Juan Jesús Rodríguez cosechó los mayores aplausos, al final
El personaje de Roque es casi un tipo «fordiano», uno de esos secundarios capaces de llevarse la función si son capaces de extraer toda la vena humorística que destila un personaje creado para suscitar las risas con las ocurrencias que le inspira su inveterada misoginia, que como casi todas suele ser fruto de un precoz desengaño. Aquí Lluch parece querer indultarle, y al final se aprecia que vuelve a reconciliarse, bien con su querida Ruperta de toda la vida o quizá con una nueva que le restituya la fe en el amor. Buen detalle.
Juan Jesús Rodríguez, auténtico, merecido monarca de este teatro, cosechó los mayores aplausos, al final, para su impecable Roque
Juan Jesús Rodríguez, auténtico, merecido monarca de este teatro (no hay otro barítono ahora mismo que le pueda hacer sombra en este repertorio), cosechó los mayores aplausos, al final, para su impecable Roque. Que esa voz robusta, dúctil, cálida, absolutamente verdiana (de las que no hay), en sus mejores años, no encuentre su lugar en los principales teatros de ópera españoles, y mayormente en el Real, donde tantas veces toca sufrir a cantantes de mucha menor valía, es uno de esos extraños misterios por aclarar. Si a Rodríguez le programaran una merecida «Gala Verdi» en el Real, desde luego, no tendría menor éxito que el que cosechó el otro día el barítono Ludovic Tézier cantando unas «ariettas» francesas a la vez que se probaba con un Wagner aún por madurar.
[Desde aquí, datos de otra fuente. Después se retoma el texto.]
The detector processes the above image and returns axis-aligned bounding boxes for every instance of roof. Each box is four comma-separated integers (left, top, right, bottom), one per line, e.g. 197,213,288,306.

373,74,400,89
El sólido reparto se redondeó con la adecuada aportación de Rubén Amoretti, un digno Pascual al que aportó su flexible instrumento, rotundo cuando se precisa, fácil en el agudo, y sus magníficas maneras actorales. Las intervenciones de los comprimarios resultaron todas correctas y rindió a un excelente nivel el coro, algunas de cuyas intervenciones fueron premiadas con entusiastas aplausos ya durante la función, incluso por encima de los solistas principales.
La orquesta de la Comunidad tuvo un desempeño óptimo
También comparecía en su primera inauguración ya como responsable de la dirección musical del teatro, el cada vez más consolidado en los fosos españoles Pérez Sierra, sinónimo siempre de entrega y buenas intenciones. El director madrileño conoce y ama este repertorio, que ha frecuentado desde niño, y se nota en la cuidadosa manera de concertar, pendiente siempre de las necesidades de los cantantes, como a la hora de reivindicar el valor de una partitura con todas las carencias que se quiera en su deseo de equipararse con la ópera italiana, pero que nada tiene que desmerecer en el despliegue de su abundante riqueza melódica, en la caracterización de personajes y situaciones, o en su conocimiento del rico patrimonio musical español, a otros títulos líricos que gozan de mayor fama internacional. Logró una óptima respuesta de la orquesta.
Relajado inicio de temporada (algunos dirán que aburrido) con una obra mayor del repertorio español bien apañada a partir de un digno elenco, una batuta competente y una producción que, si peca de cierta ingenuidad, y algunos excesos (la opulencia del vestuario prácticamente no permite distinguir entre pescadores y burgueses; el «rudo trabajador» Pascual casi luce como un dandi, sin una mácula), recrea el ambiente de la obra original ofreciendo la historia sin inútiles desviaciones hasta ahorrarnos las monsergas de tipo «pseudo-psicológico» con las que algunos directores pretenden hallar ocultos significados a lo que, como este caso, no tiene vuelta de hoja. Pretender otra cosa sería precipitarse, a buen seguro, por la vacua senda del ridículo.